The Failure Of Syrian Ceasefire Deal: No Respite To The Civilians Caught Between The War
Since the Syrian protests broke out in 2011 during the Arab spring, its cities have turned into battlefields for the Islamic State terrorists, Kurdish fighters, armed opposition groups of various factions and military forces from Russia, Iran, the US and Turkey.
The ceasefire deal was negotiated and drafted between the US Secretary of State, John Kerry and Russian Foreign Minister, Sergey Lavrov. The agreement aimed to bring a seven-day long interim cease on the Syrian war, so that humanitarian aid could be delivered to those civilians trapped in the interior territories. The deal was supposed to strike between these two countries, a sharing of intelligence for coordinating air strikes against the Islamic State and Al-Qaeda affiliated terrorist groups. The truce does not apply to the terrorist group Jabhat Fateh al-Sham, a former subsidiary under Al-Qaeda. Whereas the Syrian government
and the Iran and Lebanese Hezbollah armed groups have agreed to the deal while expressing mild apprehensions.
Sadly, just a few days into the ceasefire agreement, suspicions between the two sides grew after Russia attacked a convoy carrying humanitarian aid. The opposition units had also failed to withdraw their forces blocking the road to Aleppo, one of the worst affected cities by this ongoing crisis. Later in the week, the United States was blamed as well, for ‘criminal negligence’ by the Russian government. An airstrike headed by the US-led coalition killed over 60 Syrian soldiers. The Pentagon termed this as a mistake and the government clarified that the attack was intended only to target the IS position but that it may have accidently hit the government troops.

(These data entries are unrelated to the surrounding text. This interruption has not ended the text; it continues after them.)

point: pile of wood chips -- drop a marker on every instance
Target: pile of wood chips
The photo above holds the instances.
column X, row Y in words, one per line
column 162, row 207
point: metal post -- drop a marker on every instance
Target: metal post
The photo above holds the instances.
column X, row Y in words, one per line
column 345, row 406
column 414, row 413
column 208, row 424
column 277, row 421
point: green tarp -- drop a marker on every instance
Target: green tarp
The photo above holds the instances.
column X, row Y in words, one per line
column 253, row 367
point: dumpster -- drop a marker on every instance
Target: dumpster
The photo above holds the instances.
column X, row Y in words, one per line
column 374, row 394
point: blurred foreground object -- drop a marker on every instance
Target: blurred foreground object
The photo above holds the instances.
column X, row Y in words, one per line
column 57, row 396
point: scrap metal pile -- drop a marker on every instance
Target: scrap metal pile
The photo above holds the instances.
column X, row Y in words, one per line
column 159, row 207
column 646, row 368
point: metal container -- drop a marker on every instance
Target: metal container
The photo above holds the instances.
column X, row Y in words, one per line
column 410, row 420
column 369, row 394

Despite this, the tensions are soaring and this reflect the conflicting interests between the two nations. The diplomacy war they are waging is in complete vain and fails to provide any respite to the civilians caught in the throes of this massive battle.
During the committee sessions of the United Nations Security Council, John Kerry urged Russia to comply with the ceasefire agreement. He accused Moscow of allowing President Assad to violate the truce intended to create a humanitarian corridor for the suffering civilians. This also indicates America’s growing frustration in ensuring that Russia insists Assad complies with the agreement. He was quoted saying that, “this attack has dealt a very heavy blow to our efforts for bringing peace to Syria, and it raises a profound doubt about whether Russia and Bashar al-Assad’s regime can or will live up to the obligations that they agreed to.”
The High Negotiations Committee (HNC) has welcomed Kerry’s remarks on grounding the Syrian air force. They want this demand to be backed with the threat of military force. Bassma Kodmani, a spokesperson from HNC said that that only way of ensuring that Russia and Assad halt their brutality and the indiscriminate killing of civilians is through a clear, public guarantee and the declaration of a no-bomb zone.
The quest to conjure a political solution to this issue, which has been going on for five years, has cost over 40,000 lives and displaced a million others, is of the most utmost importance. It seems today that the Syrian issue for all the nations involved is one of furthering their personal interests only. There seems to be no discourse for a global dialogue that can ensure a consolidated effort to end this crisis.